Figure 4 Feedforward neural network applied to wearable data for shift workers. The x axis shows the true circadian phase and the y-axis the model prediction. Blue dots show the training data and red dots the validation set. The predictions generalize poorly when applied to new data, as is expected for a model which is overfit.
The training error is low, but the error on the validation set is near 6 hours (which is no better than random guessing). These results mirror those reported by the authors when applying the machine learning model to disrupted individuals. This gap between the trained and validation set is characteristic of overfit models, which is hardly surprising because these models usually have more (or many more) parameters than data points (Brown et al 2021).

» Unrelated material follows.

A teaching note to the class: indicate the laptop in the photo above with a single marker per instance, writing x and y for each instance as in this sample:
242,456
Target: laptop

Moreover, since these models have been crafted on small data sets collected by paid participants, they tend to be highly data set dependent and do not deal well with irregularly sampled, non-random missing data collected by commercial wearable devices., These data sets usually include extra dimensions in the time series data (body temperature, spectral light information) which are not found on most commercial wearable devices. Finally, these studies apply stringent data exclusion policies which remove any participants with missing data above a stringent threshold. Application of these criteria to commercial wearable data would likely involve throwing much of the data out.

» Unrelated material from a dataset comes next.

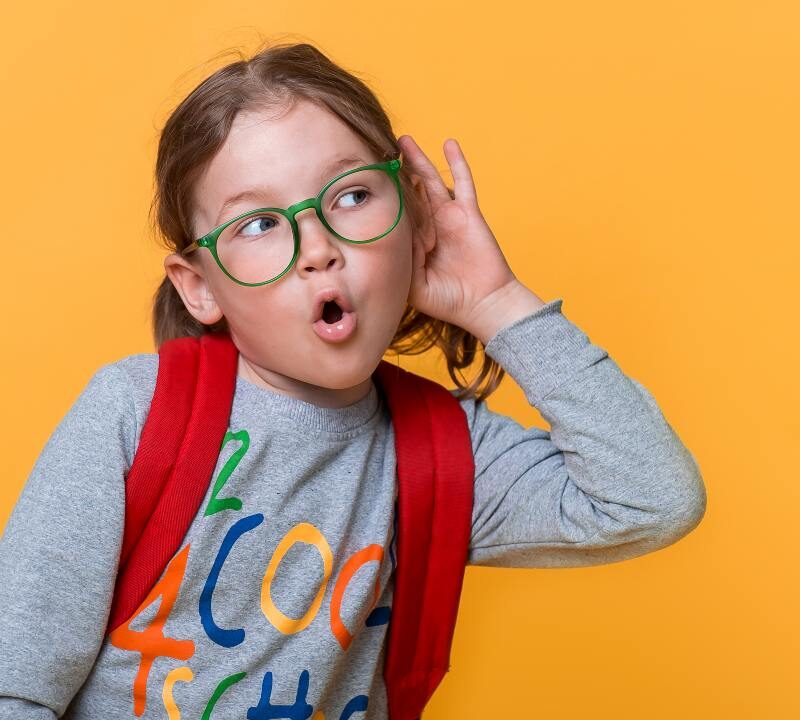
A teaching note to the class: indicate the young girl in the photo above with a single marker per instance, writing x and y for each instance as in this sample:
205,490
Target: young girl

Machine learning on the big data
As discussed above these models will learn to predict the outcome variable by principally tracking the sleep-wake cycle. Any estimate of the circadian phase will be buried in the hidden layers of the network, meaning the results cannot be compared with the small data to check for accuracy.
Our approach
The approach we have applied at Arcascope is to blend these two paradigms. The pure machine learning approach attempts to learn both the model structure and the parameters. This data-driven approach is ideal in situations with labeled big data and where we have little prior understanding of the phenomena. For example, if you are building a deep learning model to distinguish between photos of cats and dogs, you don’t have any physical or biological foundation to start from. In this case it makes sense to provide the algorithm with a general class of functions to choose from when training the network. Although, even in this case you will get the best results using a convolutional neural network, which can be seen as infusing the problem with some prior knowledge.

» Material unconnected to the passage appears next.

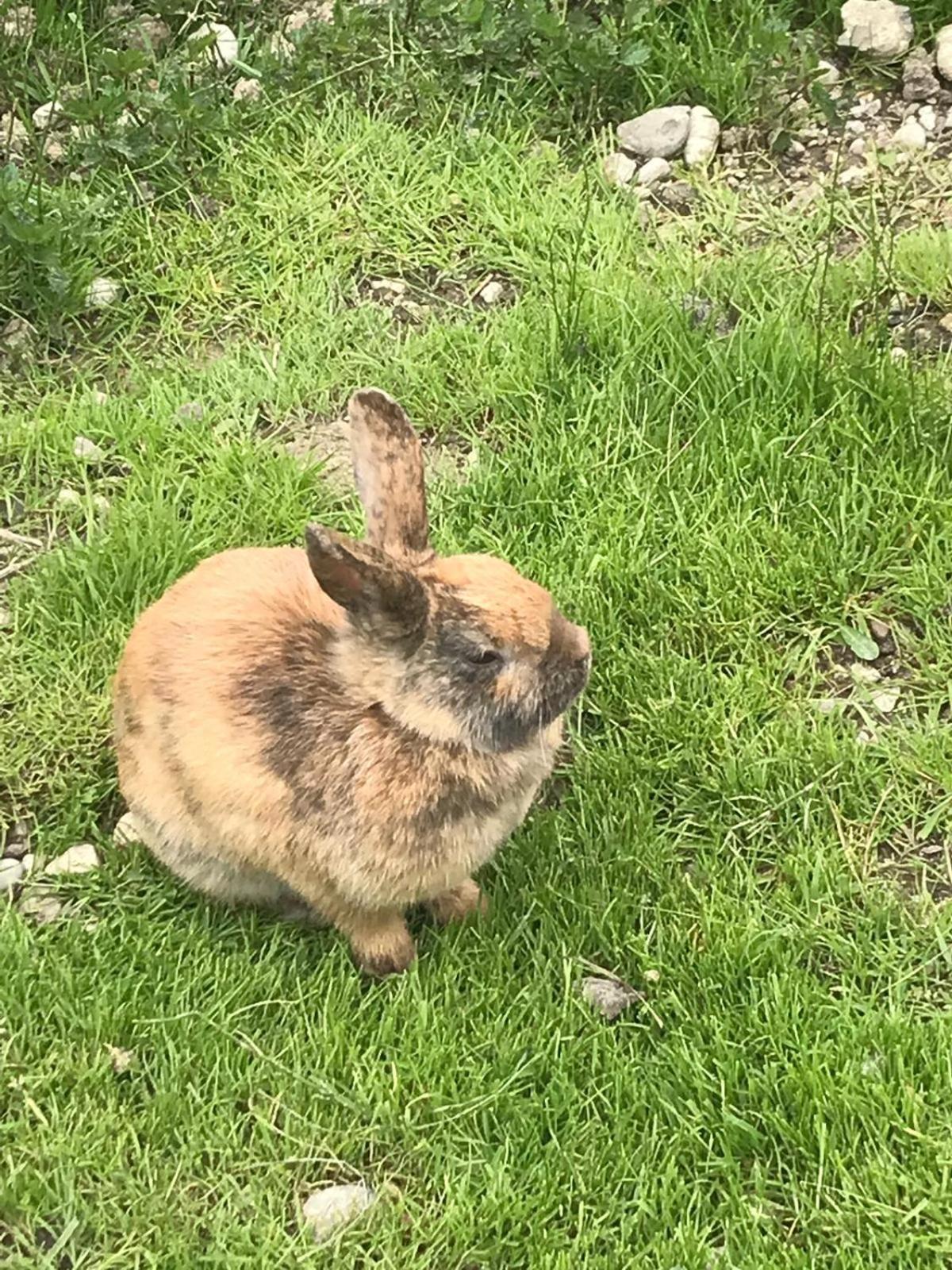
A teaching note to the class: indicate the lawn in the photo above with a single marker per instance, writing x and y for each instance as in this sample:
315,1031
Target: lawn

However, in the case of circadian biology, we understand quite a bit about the underlying biological processes and mechanisms (Nobel prize in 2017). We have developed mathematical techniques for reducing high dimensional models for the clock down to low-dimensional macroscopic models whose parameters and variables have biological meaning (Hannay et al 2018). These models can then be fit and calibrated to the gold-standard (small) data (Hannay et al 2019). This information can be leveraged to reduce the dimensionality of the search space and which allows us to link the latent variables of the machine learning model with the physiological variables of the small-data model.
This approach of blending machine learning with traditional mathematical modeling has been applied to many other problems. This chimera linking the power of both approaches is part of the secret sauce which makes our circadian phase estimates so accurate.